Mobile phone users switch carriers for a variety of reasons and can carry their phone number with them to the new carrier. Meanwhile, fraudsters are exploiting this capability using a port out scam. They are able to impersonate mobile phone users and have the mobile phones ported to a different carrier. The fraudsters harvest the users’ personally identifiable information and use this information to impersonate users in having the mobile phones transferred to a different carrier.
A fraudster often ports a user’s mobile phone to a different carrier after the fraudster has stolen the user’s account login credentials. This could increase the risk of account takeovers through online banking for credit unions offering out-of-band authentication, which involves sending a one-time-passcode via text message for login attempts as well as to validate transactions initiated within online banking. Members must enter the one-time-passcode to complete the login or transaction. By transferring a member’s mobile phone to a different carrier, the fraudster would receive the one-time-passcode intended for the member.
This port out scam could also result in fraudulent transactions using credit and debit cards. A fraudster, who has ported a cardholder’s mobile phone to a new carrier, could use a counterfeit or stolen credit or debit card belonging to the cardholder to conduct fraudulent transactions. If a card processor’s fraud management system detects a suspicious transaction, a fraud analyst could attempt to contact the cardholder to confirm the legitimacy of the transaction by calling the cardholder’s mobile phone. However, the call is made to the fraudster who confirms the transaction as legitimate.
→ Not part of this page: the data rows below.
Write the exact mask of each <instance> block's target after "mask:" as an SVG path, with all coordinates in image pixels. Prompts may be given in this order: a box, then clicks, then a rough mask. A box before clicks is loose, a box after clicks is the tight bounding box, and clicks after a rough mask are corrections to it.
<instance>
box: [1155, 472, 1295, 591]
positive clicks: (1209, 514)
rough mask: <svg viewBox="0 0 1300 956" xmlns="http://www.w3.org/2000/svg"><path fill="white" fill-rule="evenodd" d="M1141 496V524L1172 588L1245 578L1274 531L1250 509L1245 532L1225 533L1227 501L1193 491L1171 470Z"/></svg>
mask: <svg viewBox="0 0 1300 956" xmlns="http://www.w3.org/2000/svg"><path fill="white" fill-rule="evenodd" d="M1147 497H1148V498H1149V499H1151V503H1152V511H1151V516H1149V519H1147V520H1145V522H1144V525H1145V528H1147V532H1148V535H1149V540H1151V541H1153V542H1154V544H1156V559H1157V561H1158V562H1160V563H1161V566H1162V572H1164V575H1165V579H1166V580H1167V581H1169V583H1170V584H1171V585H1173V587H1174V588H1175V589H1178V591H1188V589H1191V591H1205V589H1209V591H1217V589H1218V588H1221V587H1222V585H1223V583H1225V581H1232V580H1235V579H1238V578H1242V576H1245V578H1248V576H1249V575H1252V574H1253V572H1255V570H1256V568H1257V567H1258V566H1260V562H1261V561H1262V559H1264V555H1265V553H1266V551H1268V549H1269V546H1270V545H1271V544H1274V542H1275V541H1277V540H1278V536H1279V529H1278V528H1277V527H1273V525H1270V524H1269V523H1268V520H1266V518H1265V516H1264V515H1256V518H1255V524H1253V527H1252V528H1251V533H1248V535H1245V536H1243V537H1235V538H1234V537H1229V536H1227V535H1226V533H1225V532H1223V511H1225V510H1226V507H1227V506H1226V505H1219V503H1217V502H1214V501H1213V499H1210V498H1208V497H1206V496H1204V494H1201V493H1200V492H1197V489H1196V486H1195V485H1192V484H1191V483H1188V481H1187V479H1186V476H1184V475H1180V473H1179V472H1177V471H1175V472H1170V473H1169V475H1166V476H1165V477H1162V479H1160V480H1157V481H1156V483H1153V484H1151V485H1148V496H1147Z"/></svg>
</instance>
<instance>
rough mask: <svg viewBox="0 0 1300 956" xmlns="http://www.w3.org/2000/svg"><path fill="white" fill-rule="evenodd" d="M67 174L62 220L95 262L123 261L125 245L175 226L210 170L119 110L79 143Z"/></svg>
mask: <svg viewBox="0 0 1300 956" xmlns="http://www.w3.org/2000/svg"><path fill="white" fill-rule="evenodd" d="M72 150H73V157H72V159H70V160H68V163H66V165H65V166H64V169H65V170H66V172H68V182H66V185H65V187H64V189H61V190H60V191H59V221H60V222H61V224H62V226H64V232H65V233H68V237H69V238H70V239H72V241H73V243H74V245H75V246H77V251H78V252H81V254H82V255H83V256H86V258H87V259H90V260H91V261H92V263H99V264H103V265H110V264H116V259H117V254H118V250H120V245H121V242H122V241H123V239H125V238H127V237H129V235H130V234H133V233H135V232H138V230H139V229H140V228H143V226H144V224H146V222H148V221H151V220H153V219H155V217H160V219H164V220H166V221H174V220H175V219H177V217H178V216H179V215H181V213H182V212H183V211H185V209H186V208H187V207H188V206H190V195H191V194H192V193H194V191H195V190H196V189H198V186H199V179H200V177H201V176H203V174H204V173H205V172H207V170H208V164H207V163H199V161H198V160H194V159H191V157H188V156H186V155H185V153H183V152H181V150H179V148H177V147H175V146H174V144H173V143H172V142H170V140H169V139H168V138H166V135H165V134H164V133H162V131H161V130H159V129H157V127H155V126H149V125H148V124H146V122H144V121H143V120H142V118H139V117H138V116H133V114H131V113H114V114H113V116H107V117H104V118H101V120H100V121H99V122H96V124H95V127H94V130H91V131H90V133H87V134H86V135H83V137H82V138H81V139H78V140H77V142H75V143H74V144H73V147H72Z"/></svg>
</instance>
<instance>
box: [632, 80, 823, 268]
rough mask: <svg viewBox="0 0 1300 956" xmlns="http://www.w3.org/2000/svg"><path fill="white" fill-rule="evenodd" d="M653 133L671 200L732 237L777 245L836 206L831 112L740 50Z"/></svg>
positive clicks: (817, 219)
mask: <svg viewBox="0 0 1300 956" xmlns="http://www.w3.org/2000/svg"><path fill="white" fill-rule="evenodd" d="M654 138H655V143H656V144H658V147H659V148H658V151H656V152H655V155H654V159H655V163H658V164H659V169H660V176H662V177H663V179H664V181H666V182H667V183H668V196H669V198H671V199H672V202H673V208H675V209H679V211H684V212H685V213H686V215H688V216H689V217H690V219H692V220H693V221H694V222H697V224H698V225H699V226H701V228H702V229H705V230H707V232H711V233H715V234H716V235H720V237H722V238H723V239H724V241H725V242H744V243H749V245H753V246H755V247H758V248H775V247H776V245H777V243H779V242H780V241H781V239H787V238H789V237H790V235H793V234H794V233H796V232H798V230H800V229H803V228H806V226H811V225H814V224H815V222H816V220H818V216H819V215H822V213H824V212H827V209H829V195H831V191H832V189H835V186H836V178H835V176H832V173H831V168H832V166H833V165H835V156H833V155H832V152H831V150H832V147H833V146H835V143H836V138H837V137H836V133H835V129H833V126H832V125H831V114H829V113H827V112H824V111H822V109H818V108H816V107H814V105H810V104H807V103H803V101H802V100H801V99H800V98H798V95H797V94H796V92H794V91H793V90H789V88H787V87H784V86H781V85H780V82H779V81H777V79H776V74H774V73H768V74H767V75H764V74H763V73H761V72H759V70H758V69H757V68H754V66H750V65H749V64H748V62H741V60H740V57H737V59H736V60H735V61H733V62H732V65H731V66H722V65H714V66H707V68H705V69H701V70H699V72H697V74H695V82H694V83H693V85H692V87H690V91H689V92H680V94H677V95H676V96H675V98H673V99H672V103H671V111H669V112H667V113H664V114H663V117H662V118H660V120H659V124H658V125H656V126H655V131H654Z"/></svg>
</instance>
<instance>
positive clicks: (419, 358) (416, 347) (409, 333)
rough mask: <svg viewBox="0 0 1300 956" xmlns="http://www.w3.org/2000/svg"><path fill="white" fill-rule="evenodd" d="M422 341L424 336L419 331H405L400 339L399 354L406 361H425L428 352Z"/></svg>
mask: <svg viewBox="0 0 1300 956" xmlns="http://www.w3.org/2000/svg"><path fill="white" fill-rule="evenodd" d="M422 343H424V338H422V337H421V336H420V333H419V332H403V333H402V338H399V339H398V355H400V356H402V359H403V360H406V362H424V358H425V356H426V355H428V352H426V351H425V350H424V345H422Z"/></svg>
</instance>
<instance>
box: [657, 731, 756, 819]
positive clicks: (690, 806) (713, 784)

Card fraud could be exacerbated when, after confirming the suspicious transaction as legitimate, the card is suppressed for a period of time –usually seven days. It is common practice for card processors to suppress a card when the fraud management system identifies a suspicious transaction that a cardholder confirms as legitimate. When a card is suppressed, transactions on the card are not monitored by the fraud management system.
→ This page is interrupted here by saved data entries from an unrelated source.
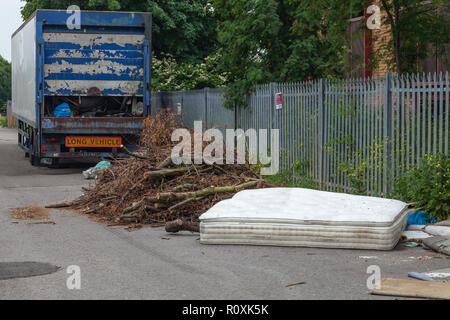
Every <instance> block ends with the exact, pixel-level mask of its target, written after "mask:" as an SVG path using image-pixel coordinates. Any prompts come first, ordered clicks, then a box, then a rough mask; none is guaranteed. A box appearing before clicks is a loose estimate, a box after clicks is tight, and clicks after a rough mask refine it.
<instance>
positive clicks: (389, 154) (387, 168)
mask: <svg viewBox="0 0 450 320" xmlns="http://www.w3.org/2000/svg"><path fill="white" fill-rule="evenodd" d="M383 96H384V97H383V109H384V110H383V128H384V143H383V155H384V156H383V162H384V165H383V193H384V195H385V196H386V195H387V193H388V192H390V191H391V187H392V182H393V181H392V179H391V177H392V138H393V128H392V116H393V114H392V113H393V108H394V106H393V100H392V73H386V75H385V78H384V86H383Z"/></svg>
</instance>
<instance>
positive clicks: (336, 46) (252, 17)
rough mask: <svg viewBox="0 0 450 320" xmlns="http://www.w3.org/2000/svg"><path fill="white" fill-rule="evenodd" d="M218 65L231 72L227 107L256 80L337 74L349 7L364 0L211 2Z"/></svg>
mask: <svg viewBox="0 0 450 320" xmlns="http://www.w3.org/2000/svg"><path fill="white" fill-rule="evenodd" d="M213 5H214V9H215V11H216V15H217V18H218V20H219V22H218V37H219V38H218V40H219V43H220V45H221V47H222V49H223V54H222V59H221V66H222V68H223V69H224V70H227V71H228V72H229V73H230V83H229V86H228V88H227V90H226V96H227V98H228V99H227V106H228V107H232V106H233V105H234V104H235V103H239V104H241V103H243V97H244V95H246V94H248V93H251V90H252V89H253V87H254V86H255V85H256V84H261V83H269V82H287V81H304V80H309V79H317V78H321V77H326V76H328V75H331V74H333V75H342V74H343V69H344V65H345V63H346V61H345V54H346V52H347V50H346V46H345V38H346V34H347V30H346V28H347V27H348V23H349V22H348V19H347V18H346V17H348V18H350V16H351V15H350V14H351V12H352V11H354V12H359V11H363V6H364V5H365V1H358V0H357V1H352V2H351V4H350V5H349V3H347V2H343V1H338V0H304V1H248V0H215V1H213Z"/></svg>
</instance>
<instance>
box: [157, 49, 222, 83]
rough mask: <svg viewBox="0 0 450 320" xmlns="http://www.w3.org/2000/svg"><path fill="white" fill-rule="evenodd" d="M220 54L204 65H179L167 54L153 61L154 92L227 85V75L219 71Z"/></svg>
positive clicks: (209, 60) (176, 62)
mask: <svg viewBox="0 0 450 320" xmlns="http://www.w3.org/2000/svg"><path fill="white" fill-rule="evenodd" d="M218 59H219V56H218V53H216V54H214V55H211V56H208V57H206V58H205V59H204V61H203V62H202V63H199V64H190V63H187V62H184V63H178V62H177V61H176V60H175V58H174V57H173V56H172V55H170V54H167V55H165V56H164V57H163V58H162V59H157V58H154V59H153V60H152V74H153V77H152V91H155V92H158V91H174V90H192V89H202V88H206V87H209V88H220V87H224V86H225V85H226V81H227V74H226V73H225V72H220V71H219V70H218Z"/></svg>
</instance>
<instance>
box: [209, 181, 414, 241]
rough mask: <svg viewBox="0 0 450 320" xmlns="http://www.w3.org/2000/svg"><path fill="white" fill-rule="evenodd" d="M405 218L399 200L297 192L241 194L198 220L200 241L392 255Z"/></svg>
mask: <svg viewBox="0 0 450 320" xmlns="http://www.w3.org/2000/svg"><path fill="white" fill-rule="evenodd" d="M407 219H408V210H407V204H406V203H404V202H401V201H398V200H391V199H383V198H375V197H365V196H355V195H348V194H342V193H333V192H325V191H316V190H310V189H301V188H269V189H256V190H245V191H241V192H239V193H237V194H236V195H235V196H234V197H233V198H231V199H228V200H224V201H221V202H219V203H217V204H216V205H215V206H213V207H212V208H211V209H209V210H208V211H207V212H205V213H204V214H203V215H202V216H200V221H201V223H200V242H201V243H203V244H249V245H273V246H302V247H322V248H352V249H375V250H391V249H392V248H394V247H395V245H396V244H397V242H398V241H399V239H400V236H401V233H402V232H403V230H404V229H405V227H406V223H407Z"/></svg>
Many public email service providers offer out-of-band authentication using one-time passcodes that are sent via text message to users’ mobile phones. This could easily lead to a compromise of a member’s personal email account after a fraudster ports the member’s mobile phone to a different carrier.
To prevent this style of port out scam, major mobile phone carriers, such as T-Mobile and AT&T, are recommending to their customers to place a “port validation password” on their accounts. If a user wishes to port their mobile phone to a different carrier, the new carrier would have to provide the “port validation password” to the existing carrier before the switch can take place.